Öyleyse “Alemlere rahmet olarak gönderilen” büyük, küçük, zengin, fakir, Müslüman olsun olmasın herkesi merhamet ile kucaklayan, gönlünü almadığı bir fakir, başını okşamadığı bir yetim bırakmayan Allah Resulüne ümmet olma şerefine eren Müslüman da merhamet sahibi olmalıdır. Zira sevginin, kardeşliğin ve yardımlaşmanın kaynağı merhamettir. Kararmış ve paslanmış gönülleri açmanın anahtarı da merhamettir. Merhametten nasibini alamayan insan zalimdir. Merhamet duyguları olgunlaşmamış insan başkasını sevmez ve kendisi de sevilmez. Bu kısacık dünya hayatında imtihan şuuruna ermiş her Müslüman’ın görevi, makamı ve mevkisi ne olursa olsun merhametli olmasıdır. Yine Allah Resulü haber vermiştir ki günahkar bir kadın, susuzluktan kıvranan bir köpeğe kuyuda su çıkarıp içirdiği için af edilmiş diğer bir kadın da eve hapsedip aç susuz bıraktığı bir kedi yüzünden cehenneme gitmiştir.
Öyleyse her Müslüman yaşadığı topluma, çevreye, insanlara ve bütün canlılara karşı merhametli olmalıdır. Müslüman merhameti ölçüsünde yüceleceğini, merhametin zıttı olan zulüm ve insafsızlığa düştüğü ölçüde alçalıp zelil olacağını bilmelidir. Unutmayalım ki toplum merhamet sahibi bireylerin omzunda yükselir, huzur ve saadet bulur. Bu bakımdan insan önce kendine merhamet etmeli, Allah’a iman resulüne ümmet olmayı tercih etmelidir. Allah’ı tanımayan, Allaha kulluk etmeyen Müslümanca yaşamayı gericilik olarak gören kimse, bizzat kendine karşı merhametsizlik etmiştir. Anne ve babasına bakmayan, yaşlanınca onları evden uzaklaştırmaya kalkan evlat, çocuklarını iyi terbiye etmeyen, onları İslam’ın nurundan mahrum bırakan anne ve babalar büyük bir merhametsizlik etmiş olurlar. Gücü yettiği halde akrabalarına, komşularına ve yoksunlara el uzatmayan kimse merhametsizlik etmektedir.

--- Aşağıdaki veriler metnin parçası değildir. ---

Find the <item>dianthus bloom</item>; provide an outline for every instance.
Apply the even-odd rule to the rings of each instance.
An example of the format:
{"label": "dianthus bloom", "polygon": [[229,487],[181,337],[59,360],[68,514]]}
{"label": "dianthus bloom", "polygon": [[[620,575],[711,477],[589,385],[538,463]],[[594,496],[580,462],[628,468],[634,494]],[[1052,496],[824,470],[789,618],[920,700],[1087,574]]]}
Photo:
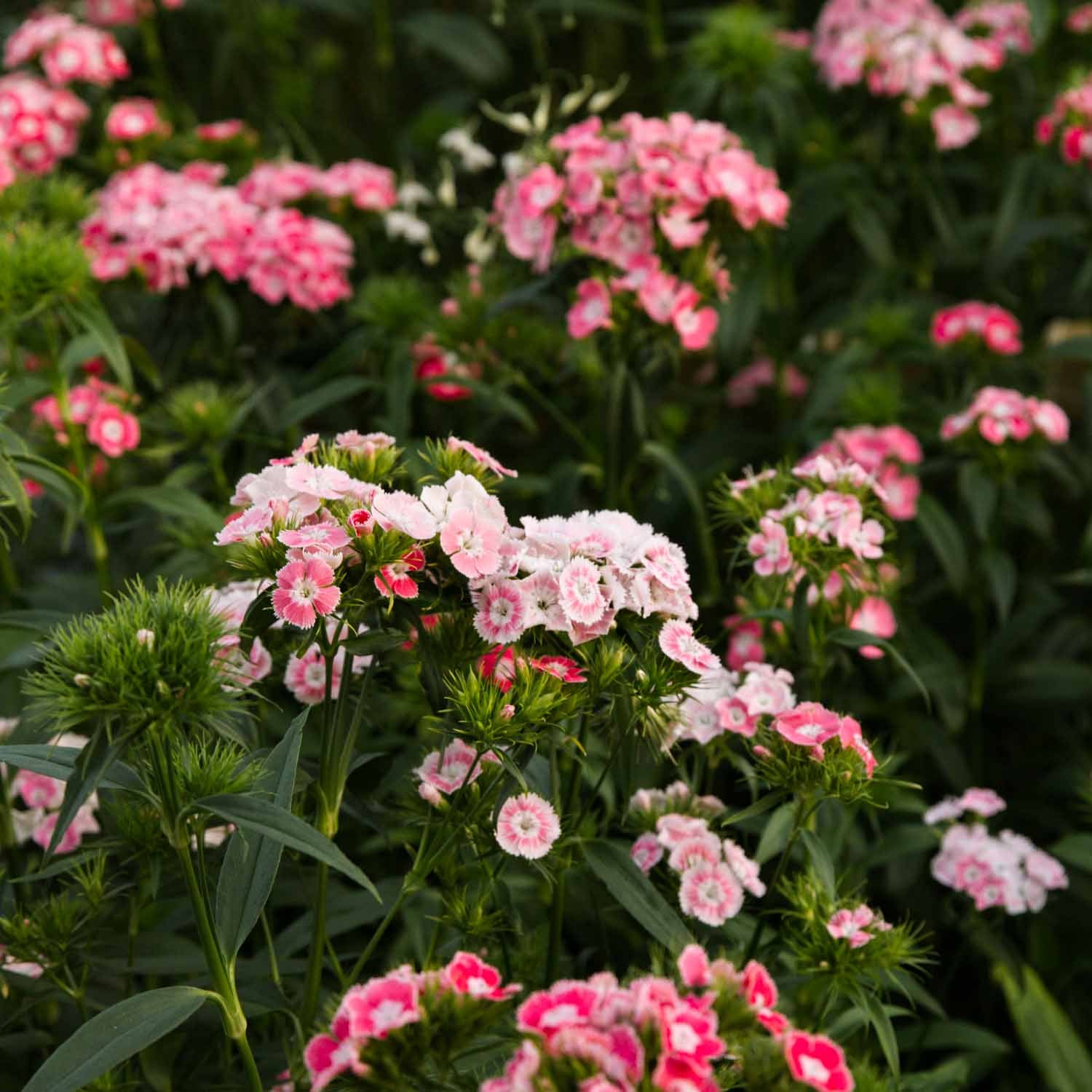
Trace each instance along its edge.
{"label": "dianthus bloom", "polygon": [[943,419],[940,437],[952,440],[975,426],[978,435],[995,447],[1008,440],[1021,442],[1036,434],[1048,443],[1069,439],[1069,418],[1061,406],[1004,387],[983,387],[966,410]]}
{"label": "dianthus bloom", "polygon": [[1023,348],[1017,317],[1004,307],[976,299],[937,311],[931,333],[934,343],[941,347],[968,337],[1000,356],[1013,356]]}
{"label": "dianthus bloom", "polygon": [[545,857],[560,836],[561,822],[553,805],[535,793],[510,796],[497,816],[497,841],[513,857]]}
{"label": "dianthus bloom", "polygon": [[341,589],[325,561],[289,561],[276,574],[273,609],[299,629],[310,629],[316,616],[330,614],[340,600]]}

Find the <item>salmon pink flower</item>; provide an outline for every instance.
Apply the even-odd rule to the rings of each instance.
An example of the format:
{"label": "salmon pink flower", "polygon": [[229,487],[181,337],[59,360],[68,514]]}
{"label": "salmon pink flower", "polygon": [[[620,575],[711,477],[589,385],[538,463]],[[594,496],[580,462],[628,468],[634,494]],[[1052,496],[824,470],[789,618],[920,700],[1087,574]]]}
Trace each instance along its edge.
{"label": "salmon pink flower", "polygon": [[589,277],[577,285],[577,301],[569,308],[567,322],[569,336],[578,340],[610,328],[610,293],[602,281]]}
{"label": "salmon pink flower", "polygon": [[841,717],[818,702],[804,701],[795,709],[779,713],[773,727],[792,744],[815,747],[838,735]]}
{"label": "salmon pink flower", "polygon": [[384,565],[373,583],[380,595],[396,595],[400,600],[417,598],[417,581],[411,572],[420,572],[425,568],[425,554],[418,547],[406,550],[401,560]]}
{"label": "salmon pink flower", "polygon": [[655,834],[646,833],[630,846],[629,855],[642,873],[650,873],[664,859],[664,847]]}
{"label": "salmon pink flower", "polygon": [[755,571],[760,577],[788,572],[793,563],[784,526],[768,515],[759,522],[758,533],[747,539],[747,553],[757,559]]}
{"label": "salmon pink flower", "polygon": [[785,1037],[785,1060],[793,1079],[819,1092],[853,1092],[853,1075],[842,1048],[826,1035],[791,1031]]}
{"label": "salmon pink flower", "polygon": [[744,904],[744,889],[725,864],[700,864],[682,874],[679,906],[707,925],[723,925]]}
{"label": "salmon pink flower", "polygon": [[507,1001],[523,988],[518,982],[501,986],[500,972],[472,952],[455,952],[443,969],[443,983],[456,994],[490,1001]]}
{"label": "salmon pink flower", "polygon": [[341,589],[325,561],[289,561],[276,574],[273,609],[278,618],[299,629],[310,629],[316,616],[337,606]]}
{"label": "salmon pink flower", "polygon": [[110,402],[100,402],[87,422],[87,439],[103,454],[117,459],[140,443],[140,422]]}
{"label": "salmon pink flower", "polygon": [[497,815],[497,841],[513,857],[545,857],[561,835],[561,823],[548,800],[535,793],[510,796]]}
{"label": "salmon pink flower", "polygon": [[695,637],[693,627],[680,618],[664,622],[660,630],[660,649],[668,660],[689,667],[698,675],[720,668],[713,652]]}

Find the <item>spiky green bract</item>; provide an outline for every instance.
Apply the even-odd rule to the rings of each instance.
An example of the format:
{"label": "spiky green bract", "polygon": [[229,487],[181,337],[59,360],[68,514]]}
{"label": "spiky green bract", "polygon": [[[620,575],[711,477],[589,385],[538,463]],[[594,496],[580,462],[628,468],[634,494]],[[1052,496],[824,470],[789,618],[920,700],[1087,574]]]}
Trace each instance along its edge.
{"label": "spiky green bract", "polygon": [[235,429],[247,389],[224,388],[210,380],[187,383],[171,391],[164,412],[174,430],[194,448],[218,443]]}
{"label": "spiky green bract", "polygon": [[0,321],[19,325],[87,290],[91,270],[71,230],[28,221],[0,227]]}
{"label": "spiky green bract", "polygon": [[103,720],[227,732],[244,709],[216,656],[227,631],[204,589],[134,581],[105,610],[54,630],[24,685],[28,715],[51,733]]}
{"label": "spiky green bract", "polygon": [[829,995],[830,1001],[850,998],[862,986],[869,990],[900,988],[900,973],[919,973],[931,962],[925,929],[903,923],[874,931],[860,948],[832,937],[827,923],[838,910],[853,910],[863,899],[834,902],[807,870],[795,873],[781,886],[792,909],[784,917],[783,942],[793,952],[798,970]]}

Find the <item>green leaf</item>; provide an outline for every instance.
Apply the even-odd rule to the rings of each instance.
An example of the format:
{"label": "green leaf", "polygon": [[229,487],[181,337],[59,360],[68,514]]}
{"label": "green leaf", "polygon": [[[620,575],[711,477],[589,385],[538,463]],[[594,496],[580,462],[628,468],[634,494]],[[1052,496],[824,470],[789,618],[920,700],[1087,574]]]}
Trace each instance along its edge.
{"label": "green leaf", "polygon": [[99,728],[91,737],[86,747],[80,750],[72,763],[72,773],[64,785],[64,798],[57,811],[57,826],[46,848],[46,857],[52,855],[60,845],[64,832],[69,829],[76,811],[86,803],[87,797],[98,787],[103,774],[114,764],[115,760],[129,746],[132,733],[127,732],[112,743],[105,728]]}
{"label": "green leaf", "polygon": [[78,1092],[185,1023],[212,996],[167,986],[119,1001],[54,1051],[23,1092]]}
{"label": "green leaf", "polygon": [[875,994],[856,988],[853,990],[853,999],[857,1007],[868,1017],[868,1022],[876,1029],[876,1037],[880,1041],[880,1049],[887,1060],[891,1072],[895,1079],[900,1076],[899,1067],[899,1043],[894,1036],[894,1028],[891,1025],[891,1017]]}
{"label": "green leaf", "polygon": [[997,510],[997,483],[981,463],[964,463],[959,472],[959,491],[971,513],[975,534],[982,542],[988,542],[989,523]]}
{"label": "green leaf", "polygon": [[[82,747],[56,747],[54,744],[4,744],[0,746],[0,762],[8,762],[20,770],[33,770],[47,778],[68,781],[75,769],[76,760],[83,753]],[[109,773],[99,778],[103,788],[122,788],[138,793],[144,788],[136,771],[124,762],[115,760]]]}
{"label": "green leaf", "polygon": [[811,867],[815,869],[819,882],[827,892],[827,898],[831,902],[836,902],[838,880],[834,877],[834,862],[831,859],[830,852],[814,831],[802,830],[800,841],[808,851],[808,856],[811,858]]}
{"label": "green leaf", "polygon": [[693,942],[689,929],[617,842],[584,843],[584,859],[614,898],[672,953]]}
{"label": "green leaf", "polygon": [[1004,963],[994,964],[994,978],[1005,992],[1020,1042],[1053,1092],[1089,1092],[1092,1057],[1069,1017],[1030,968],[1018,981]]}
{"label": "green leaf", "polygon": [[369,382],[360,376],[339,376],[336,379],[331,379],[330,382],[301,394],[298,399],[293,399],[284,407],[284,412],[278,414],[278,420],[285,428],[299,425],[320,410],[347,402],[353,395],[365,390]]}
{"label": "green leaf", "polygon": [[286,808],[257,796],[236,794],[206,796],[198,800],[193,807],[212,811],[213,815],[234,822],[240,830],[253,831],[288,846],[289,850],[306,853],[309,857],[321,860],[343,876],[355,880],[376,899],[379,898],[379,892],[371,880],[329,838],[320,834]]}
{"label": "green leaf", "polygon": [[475,83],[498,83],[511,68],[503,41],[470,15],[422,11],[403,19],[399,29],[420,48],[439,54]]}
{"label": "green leaf", "polygon": [[731,826],[732,823],[743,822],[745,819],[753,819],[756,816],[765,815],[770,808],[776,807],[787,795],[787,788],[775,788],[772,793],[760,796],[753,804],[744,808],[743,811],[737,811],[735,815],[728,816],[727,819],[722,819],[721,822],[724,826]]}
{"label": "green leaf", "polygon": [[1067,865],[1092,873],[1092,834],[1066,834],[1051,846],[1051,853]]}
{"label": "green leaf", "polygon": [[956,521],[928,494],[917,499],[917,522],[933,547],[948,583],[957,592],[966,585],[968,559]]}
{"label": "green leaf", "polygon": [[358,637],[341,642],[341,648],[354,656],[371,656],[392,649],[401,649],[406,643],[405,633],[394,629],[369,629]]}
{"label": "green leaf", "polygon": [[997,607],[997,617],[1005,622],[1017,597],[1017,582],[1020,579],[1017,563],[1005,550],[987,546],[982,555],[982,568],[986,573],[986,583],[989,585],[994,606]]}
{"label": "green leaf", "polygon": [[[273,748],[259,782],[261,788],[273,793],[273,803],[282,808],[292,807],[299,747],[309,712],[305,708],[292,722],[284,738]],[[283,852],[283,843],[262,835],[248,836],[241,830],[227,844],[216,885],[216,934],[230,959],[250,936],[269,901]]]}
{"label": "green leaf", "polygon": [[117,376],[118,382],[127,390],[133,389],[133,370],[129,364],[129,354],[124,342],[118,333],[110,317],[96,300],[82,299],[69,304],[66,308],[69,318],[76,327],[85,330],[98,344],[98,348],[110,370]]}

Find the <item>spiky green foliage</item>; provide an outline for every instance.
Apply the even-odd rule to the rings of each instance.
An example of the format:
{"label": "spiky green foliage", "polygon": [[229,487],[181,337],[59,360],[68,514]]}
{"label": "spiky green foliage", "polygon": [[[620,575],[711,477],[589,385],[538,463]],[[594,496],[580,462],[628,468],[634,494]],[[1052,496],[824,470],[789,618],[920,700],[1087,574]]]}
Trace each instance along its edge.
{"label": "spiky green foliage", "polygon": [[194,585],[133,581],[107,609],[52,632],[25,682],[28,713],[54,732],[107,719],[224,731],[241,711],[216,658],[226,633]]}

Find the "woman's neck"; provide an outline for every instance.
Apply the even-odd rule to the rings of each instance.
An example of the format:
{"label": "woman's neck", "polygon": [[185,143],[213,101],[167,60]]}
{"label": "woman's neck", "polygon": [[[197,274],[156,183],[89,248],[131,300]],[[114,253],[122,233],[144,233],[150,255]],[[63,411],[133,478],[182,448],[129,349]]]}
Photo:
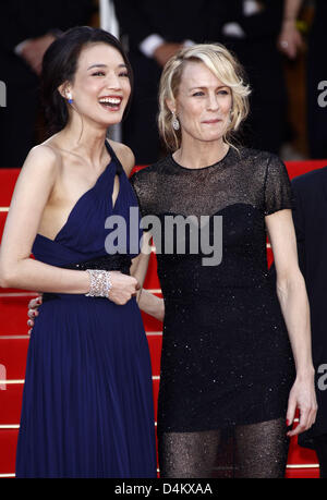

Yüce dinimiz İslam, sevgi şefkat ve merhamet dinidir. Bizden de şefkat ve merhamet ölçülerine dikkat etmemizi istemektedir. Çünkü merhamet ve şefkat, insanı asıl merhamet sahibi olan Allah’a yaklaştırmakta ve O’na dost yapmaktadır. O hâlde gayesi Allah’a yaklaşmak olanın yolu, merhametli ve şefkatli olmaktan geçer. Dolayısıyla her mümin, cennete giden yolun merhametli olmaktan geçtiğini bilmelidir.
Cenâb-ı Hak, bizleri dâimâ Peygamber Efendimiz’i tebessüm ettirecek güzel hal ve hareketlerle tezyin (süslesin) etsin. Bütün mahlûkâta karşı şefkat ve merhameti gönüllerimizin bitmez tükenmez hazinesi eylesin. Amin.